Piccinni fu sepolto in terra consacrata e una sobria lapide di marmo nero, in linea con la vita modesta e decorosa condotta dal Maestro barese in lungo e in largo nelle varie capitali europee, fu collocata nella nuda terra per ricordare quella sepoltura degna di nota. Un allievo, il Neveu, dettò il seguente epitaffio e pagò di tasca propria la lapide: “Ici repose Nicolas Piccinni/ maître de chapelle napolitain/ celebre en Italie/ en France/ en Europe./ Cher aux arts et à l’amitié/ né a Bari dans l’etat de Naples/ en 1728./ Mort à Passy le 17 floreal 1800”.

Ma la tomba di questo illustre compositore meridionale, capace di gareggiare e reggere brillantemente il confronto col tedesco Christoph Willibald Gluck, autore dell’indimenticabile Orphée et Euridice e dell’imponente Iphigénie en Tauride (essenziale la riscoperta scaligera di Riccardo Muti nel 1992 cui seguì, esattamente dieci anni dopo, l’allestimento dell’Iphigénie en Tauride), non esiste più: il cimitero di Passy fu bombardato durante la seconda guerra mondiale e anche delle ceneri s’è persa ogni traccia.

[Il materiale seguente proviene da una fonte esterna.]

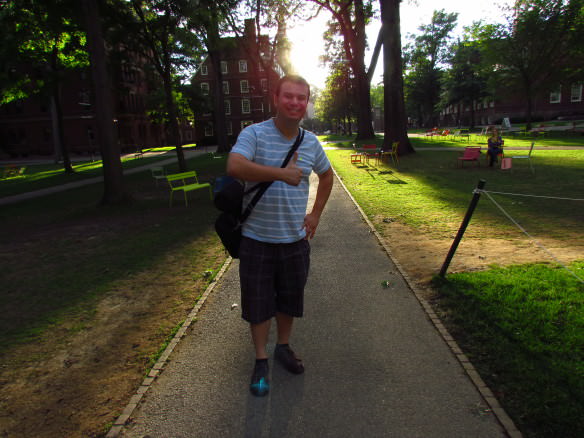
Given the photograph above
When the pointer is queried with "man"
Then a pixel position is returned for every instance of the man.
(275, 253)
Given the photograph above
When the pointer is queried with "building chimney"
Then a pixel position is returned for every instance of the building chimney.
(250, 30)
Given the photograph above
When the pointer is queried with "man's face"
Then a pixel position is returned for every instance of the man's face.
(292, 101)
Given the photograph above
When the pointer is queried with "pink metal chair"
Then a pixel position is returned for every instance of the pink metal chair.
(470, 154)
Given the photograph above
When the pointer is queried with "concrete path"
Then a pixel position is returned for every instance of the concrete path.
(376, 366)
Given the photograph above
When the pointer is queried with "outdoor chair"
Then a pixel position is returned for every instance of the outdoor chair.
(371, 151)
(158, 173)
(526, 157)
(470, 154)
(392, 154)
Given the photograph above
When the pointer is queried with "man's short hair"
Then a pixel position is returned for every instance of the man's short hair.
(296, 79)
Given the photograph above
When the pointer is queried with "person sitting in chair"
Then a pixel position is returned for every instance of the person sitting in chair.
(495, 143)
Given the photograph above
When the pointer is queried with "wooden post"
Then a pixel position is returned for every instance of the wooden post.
(473, 203)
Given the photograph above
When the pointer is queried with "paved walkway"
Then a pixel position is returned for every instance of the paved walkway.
(376, 365)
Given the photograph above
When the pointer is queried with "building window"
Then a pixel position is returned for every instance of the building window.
(84, 99)
(245, 107)
(556, 95)
(260, 108)
(576, 93)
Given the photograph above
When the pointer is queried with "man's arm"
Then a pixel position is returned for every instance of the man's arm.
(325, 185)
(241, 168)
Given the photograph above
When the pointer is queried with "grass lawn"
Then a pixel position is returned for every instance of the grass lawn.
(40, 176)
(75, 251)
(522, 326)
(475, 140)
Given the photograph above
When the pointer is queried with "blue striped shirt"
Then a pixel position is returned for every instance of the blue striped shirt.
(279, 215)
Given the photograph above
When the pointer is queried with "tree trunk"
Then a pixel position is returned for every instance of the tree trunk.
(394, 117)
(356, 40)
(114, 192)
(62, 151)
(172, 115)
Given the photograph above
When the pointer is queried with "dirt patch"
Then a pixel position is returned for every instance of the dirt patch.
(422, 257)
(76, 380)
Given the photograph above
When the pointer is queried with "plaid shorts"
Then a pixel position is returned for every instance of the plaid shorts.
(272, 276)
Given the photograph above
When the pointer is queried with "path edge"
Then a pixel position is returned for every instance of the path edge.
(502, 417)
(119, 424)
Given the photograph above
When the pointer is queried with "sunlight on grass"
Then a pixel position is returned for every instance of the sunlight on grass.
(521, 325)
(428, 192)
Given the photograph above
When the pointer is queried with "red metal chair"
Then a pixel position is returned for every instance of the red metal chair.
(470, 154)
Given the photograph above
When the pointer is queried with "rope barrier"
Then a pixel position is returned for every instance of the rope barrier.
(529, 236)
(532, 196)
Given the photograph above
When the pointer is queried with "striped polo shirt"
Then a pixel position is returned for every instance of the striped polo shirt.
(279, 215)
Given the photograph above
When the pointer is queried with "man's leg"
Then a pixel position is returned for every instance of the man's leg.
(283, 353)
(259, 336)
(284, 322)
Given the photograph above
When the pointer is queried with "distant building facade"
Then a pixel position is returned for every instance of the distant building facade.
(563, 102)
(27, 126)
(247, 86)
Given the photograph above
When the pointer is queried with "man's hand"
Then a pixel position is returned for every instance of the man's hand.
(292, 174)
(311, 221)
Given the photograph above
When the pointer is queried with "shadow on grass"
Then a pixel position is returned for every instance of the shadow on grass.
(62, 252)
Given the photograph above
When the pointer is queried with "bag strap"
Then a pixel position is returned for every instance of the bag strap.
(265, 185)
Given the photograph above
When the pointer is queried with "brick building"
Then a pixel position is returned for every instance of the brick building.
(247, 86)
(27, 126)
(563, 102)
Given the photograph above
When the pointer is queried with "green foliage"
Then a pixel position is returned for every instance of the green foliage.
(522, 326)
(65, 278)
(424, 58)
(466, 80)
(429, 193)
(335, 102)
(538, 47)
(40, 39)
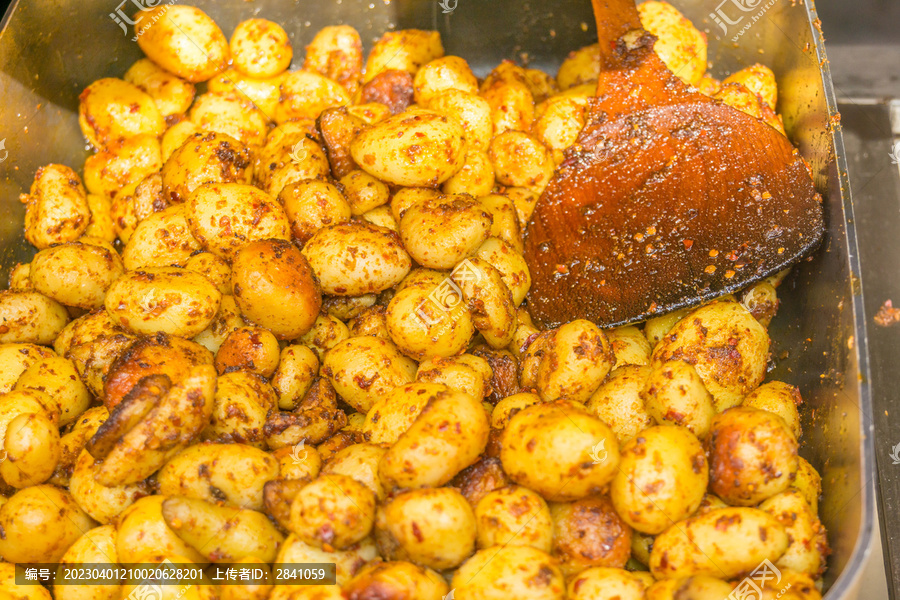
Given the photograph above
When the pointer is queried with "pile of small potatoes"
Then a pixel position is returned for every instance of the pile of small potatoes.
(285, 321)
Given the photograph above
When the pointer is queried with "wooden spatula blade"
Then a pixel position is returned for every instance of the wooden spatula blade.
(666, 207)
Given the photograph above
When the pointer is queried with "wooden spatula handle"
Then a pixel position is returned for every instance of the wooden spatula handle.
(614, 19)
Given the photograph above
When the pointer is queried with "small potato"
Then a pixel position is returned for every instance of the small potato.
(251, 349)
(520, 160)
(30, 317)
(448, 435)
(19, 278)
(131, 207)
(104, 504)
(559, 450)
(778, 398)
(122, 165)
(680, 45)
(162, 239)
(396, 579)
(807, 541)
(415, 148)
(505, 225)
(15, 359)
(394, 413)
(359, 461)
(326, 333)
(758, 79)
(31, 449)
(363, 192)
(333, 512)
(231, 114)
(226, 320)
(311, 205)
(56, 208)
(661, 480)
(752, 455)
(430, 527)
(476, 177)
(726, 345)
(58, 378)
(231, 473)
(445, 73)
(406, 49)
(183, 40)
(580, 67)
(76, 274)
(262, 93)
(604, 583)
(172, 95)
(305, 94)
(336, 52)
(270, 275)
(348, 562)
(464, 373)
(504, 572)
(488, 300)
(429, 320)
(514, 516)
(472, 111)
(96, 546)
(511, 265)
(675, 394)
(204, 158)
(508, 93)
(163, 299)
(363, 368)
(111, 110)
(558, 124)
(809, 483)
(356, 259)
(588, 533)
(40, 523)
(260, 48)
(174, 137)
(738, 538)
(242, 402)
(657, 327)
(141, 531)
(629, 346)
(617, 402)
(577, 358)
(222, 533)
(298, 366)
(438, 233)
(225, 217)
(214, 268)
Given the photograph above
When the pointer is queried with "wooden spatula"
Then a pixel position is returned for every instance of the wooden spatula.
(667, 199)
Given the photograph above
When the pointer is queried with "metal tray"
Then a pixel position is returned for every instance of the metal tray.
(51, 49)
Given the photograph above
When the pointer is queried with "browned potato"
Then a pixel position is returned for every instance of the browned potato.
(56, 208)
(589, 533)
(270, 275)
(429, 527)
(559, 450)
(661, 480)
(752, 455)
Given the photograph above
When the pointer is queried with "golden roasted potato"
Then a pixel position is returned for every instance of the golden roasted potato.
(183, 40)
(559, 450)
(752, 455)
(661, 480)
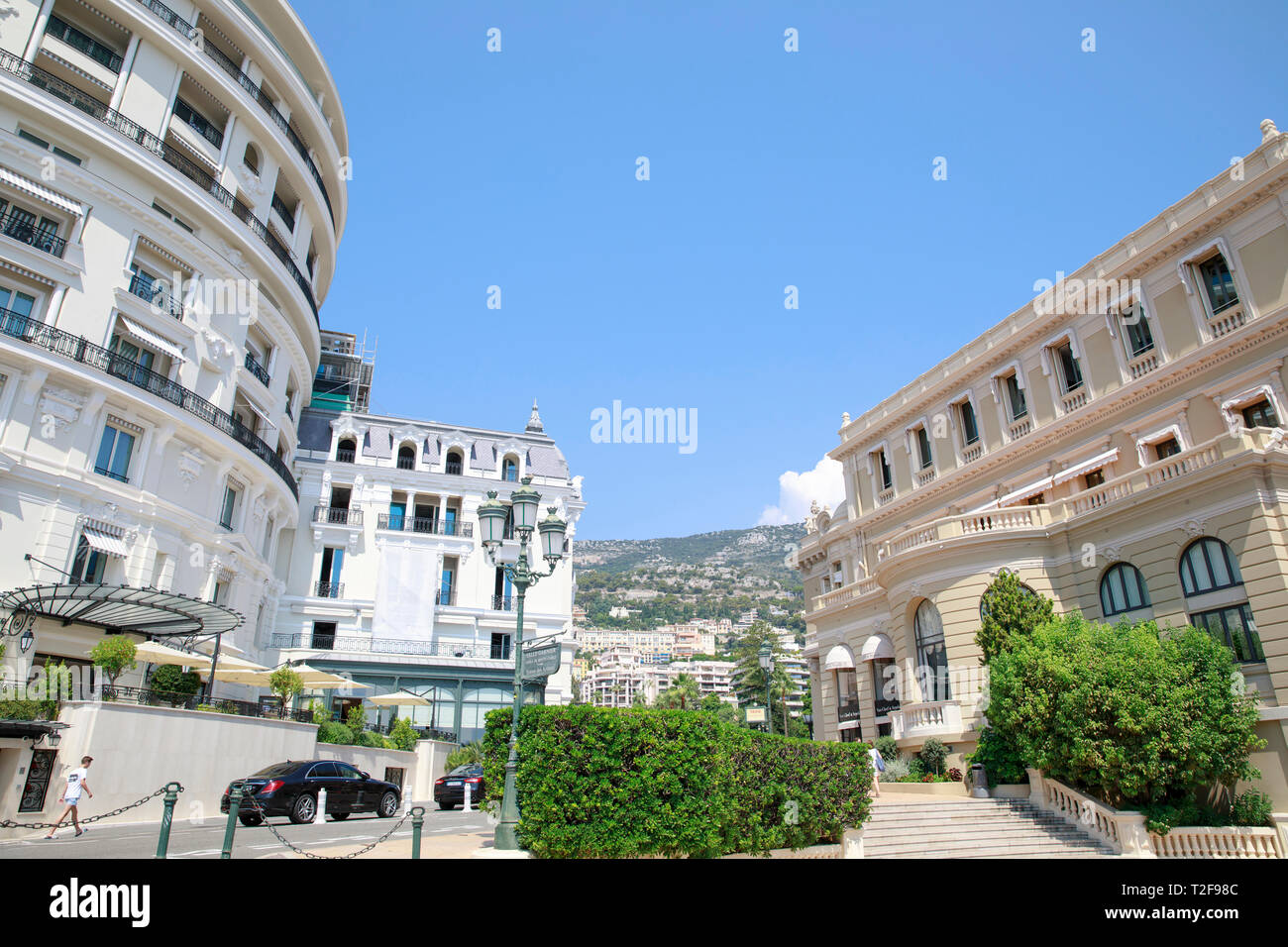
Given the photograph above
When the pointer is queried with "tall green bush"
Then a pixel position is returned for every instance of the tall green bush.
(1129, 715)
(599, 783)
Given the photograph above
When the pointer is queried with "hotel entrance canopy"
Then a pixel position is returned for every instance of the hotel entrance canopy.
(123, 608)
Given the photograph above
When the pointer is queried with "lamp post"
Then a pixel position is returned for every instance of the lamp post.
(767, 664)
(524, 502)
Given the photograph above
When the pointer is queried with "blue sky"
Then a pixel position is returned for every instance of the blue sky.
(518, 169)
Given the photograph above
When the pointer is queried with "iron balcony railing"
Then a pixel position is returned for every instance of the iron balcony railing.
(187, 30)
(78, 350)
(258, 369)
(362, 644)
(145, 287)
(426, 525)
(22, 227)
(86, 44)
(336, 515)
(127, 128)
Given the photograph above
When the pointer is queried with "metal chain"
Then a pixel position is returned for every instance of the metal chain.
(259, 810)
(7, 823)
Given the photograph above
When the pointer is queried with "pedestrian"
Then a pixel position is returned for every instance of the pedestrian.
(76, 785)
(877, 768)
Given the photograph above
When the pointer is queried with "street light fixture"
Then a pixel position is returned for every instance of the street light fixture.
(524, 504)
(767, 664)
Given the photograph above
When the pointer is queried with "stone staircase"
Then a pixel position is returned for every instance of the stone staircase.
(973, 828)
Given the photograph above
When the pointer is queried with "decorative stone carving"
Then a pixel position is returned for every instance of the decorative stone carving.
(59, 406)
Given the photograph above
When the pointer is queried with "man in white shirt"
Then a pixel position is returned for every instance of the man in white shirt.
(77, 785)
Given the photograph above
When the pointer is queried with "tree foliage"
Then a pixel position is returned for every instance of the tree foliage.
(1125, 712)
(1009, 615)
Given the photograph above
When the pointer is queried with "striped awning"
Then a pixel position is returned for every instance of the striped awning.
(39, 191)
(149, 338)
(106, 543)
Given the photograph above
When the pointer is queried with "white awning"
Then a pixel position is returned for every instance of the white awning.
(40, 191)
(838, 659)
(150, 338)
(106, 543)
(1087, 466)
(877, 648)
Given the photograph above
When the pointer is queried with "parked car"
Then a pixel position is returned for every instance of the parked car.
(450, 789)
(291, 789)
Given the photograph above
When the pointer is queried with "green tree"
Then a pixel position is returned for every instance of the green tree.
(1133, 716)
(114, 655)
(1009, 613)
(286, 684)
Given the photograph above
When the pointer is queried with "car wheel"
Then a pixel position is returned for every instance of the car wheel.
(304, 809)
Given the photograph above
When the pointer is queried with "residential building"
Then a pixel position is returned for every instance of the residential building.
(1120, 446)
(168, 219)
(386, 581)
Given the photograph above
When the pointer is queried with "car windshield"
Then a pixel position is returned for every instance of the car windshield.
(274, 771)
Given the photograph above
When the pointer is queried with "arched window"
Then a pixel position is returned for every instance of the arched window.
(406, 458)
(931, 652)
(1122, 589)
(1207, 566)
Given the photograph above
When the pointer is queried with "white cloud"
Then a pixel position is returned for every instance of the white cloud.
(797, 491)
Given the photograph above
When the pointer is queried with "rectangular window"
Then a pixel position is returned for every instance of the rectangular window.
(1234, 628)
(228, 508)
(1016, 397)
(970, 425)
(1136, 333)
(925, 457)
(1070, 372)
(1219, 283)
(1260, 415)
(114, 454)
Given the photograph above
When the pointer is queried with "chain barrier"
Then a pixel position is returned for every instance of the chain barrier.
(7, 823)
(259, 810)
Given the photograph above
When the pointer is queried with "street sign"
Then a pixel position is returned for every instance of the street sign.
(541, 663)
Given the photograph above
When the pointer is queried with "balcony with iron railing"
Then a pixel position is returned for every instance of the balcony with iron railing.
(24, 228)
(84, 352)
(147, 289)
(188, 33)
(99, 111)
(258, 369)
(336, 515)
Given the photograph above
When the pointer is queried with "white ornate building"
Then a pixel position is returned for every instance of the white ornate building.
(171, 196)
(386, 581)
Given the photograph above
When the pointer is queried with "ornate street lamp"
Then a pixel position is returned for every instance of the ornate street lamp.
(524, 502)
(767, 664)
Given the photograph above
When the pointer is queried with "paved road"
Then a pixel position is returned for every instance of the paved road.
(189, 840)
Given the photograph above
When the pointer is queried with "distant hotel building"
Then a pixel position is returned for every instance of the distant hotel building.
(1126, 459)
(387, 583)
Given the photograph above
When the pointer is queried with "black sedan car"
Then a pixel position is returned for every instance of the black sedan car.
(450, 789)
(291, 789)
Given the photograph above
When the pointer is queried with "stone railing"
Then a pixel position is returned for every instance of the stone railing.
(1126, 832)
(1043, 515)
(934, 719)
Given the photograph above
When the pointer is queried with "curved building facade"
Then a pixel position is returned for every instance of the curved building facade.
(1120, 444)
(171, 197)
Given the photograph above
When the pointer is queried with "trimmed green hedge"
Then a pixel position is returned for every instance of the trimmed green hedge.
(617, 784)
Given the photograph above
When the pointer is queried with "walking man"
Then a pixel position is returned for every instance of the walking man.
(76, 785)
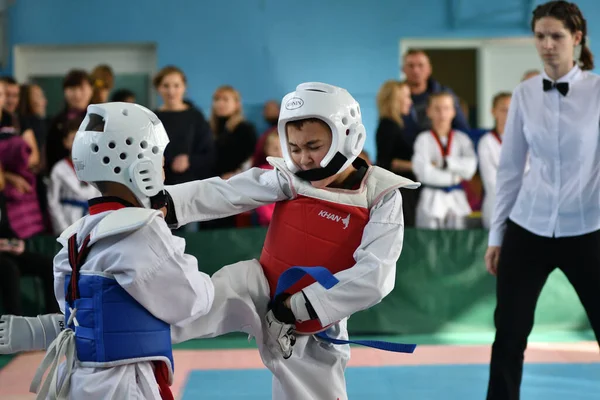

Eppure in Francia il ricordo di Piccinni è ancora vivo: fu maestro di canto di Maria Antonietta (proprio lui che non imparò mai del tutto correttamente il francese), Napoleone apprezzò la sua musica e gli commissionò alcuni pezzi come una marcia per la Guardia consolare e altre musiche andate sfortunatamente perdute. E poi non possiamo non ricordare l’esperienza massonica: Piccinni, nel 1779, aderì alla loggia massonica “Les Neuf Soeurs”, avendo per confratelli personaggi illustri come Benjamin Franklin, l’enciclopedista D’Alambert, Thomas Jefferson e Voltaire.                    Piccinni, inoltre, diresse l’orchestra durante il funerale massonico del grande filosofo illuminista, celebrato sei mesi dopo la sua morte, il 28 novembre 1778. 

Cosa resta, allora, di questo grande compositore amato a Roma, a Venezia, a Napoli e a Parigi?  140 opere attribuibili con certezza: 93 opere buffe, 43 opere serie, 4 oratori più una manciata di composizioni strumentali tra cui l’elegante Concerto per flauto e orchestra in re maggiore.                    La fama di Piccinni, però, è tuttora legata alla Cecchina, il suo capolavoro, un’opera buffa su libretto di Carlo Goldoni, tratta dal romanzo settecentesco Pamela, dello scrittore inglese Samuel Richardson. Ma non finisce qui perché quattro anni fa saltò fuori dal nulla una  Messa in re maggiore per soli coro e orchestra, il cui manoscritto giaceva sepolto nella Biblioteca Nazionale di Lisbona. Il futuro ci riserverà altre sorprese? Forse. Per il momento, allora, godiamoci quello è stato scritto certamente da Piccinni e facciamo in modo che la sua musica possa giungere a tutti.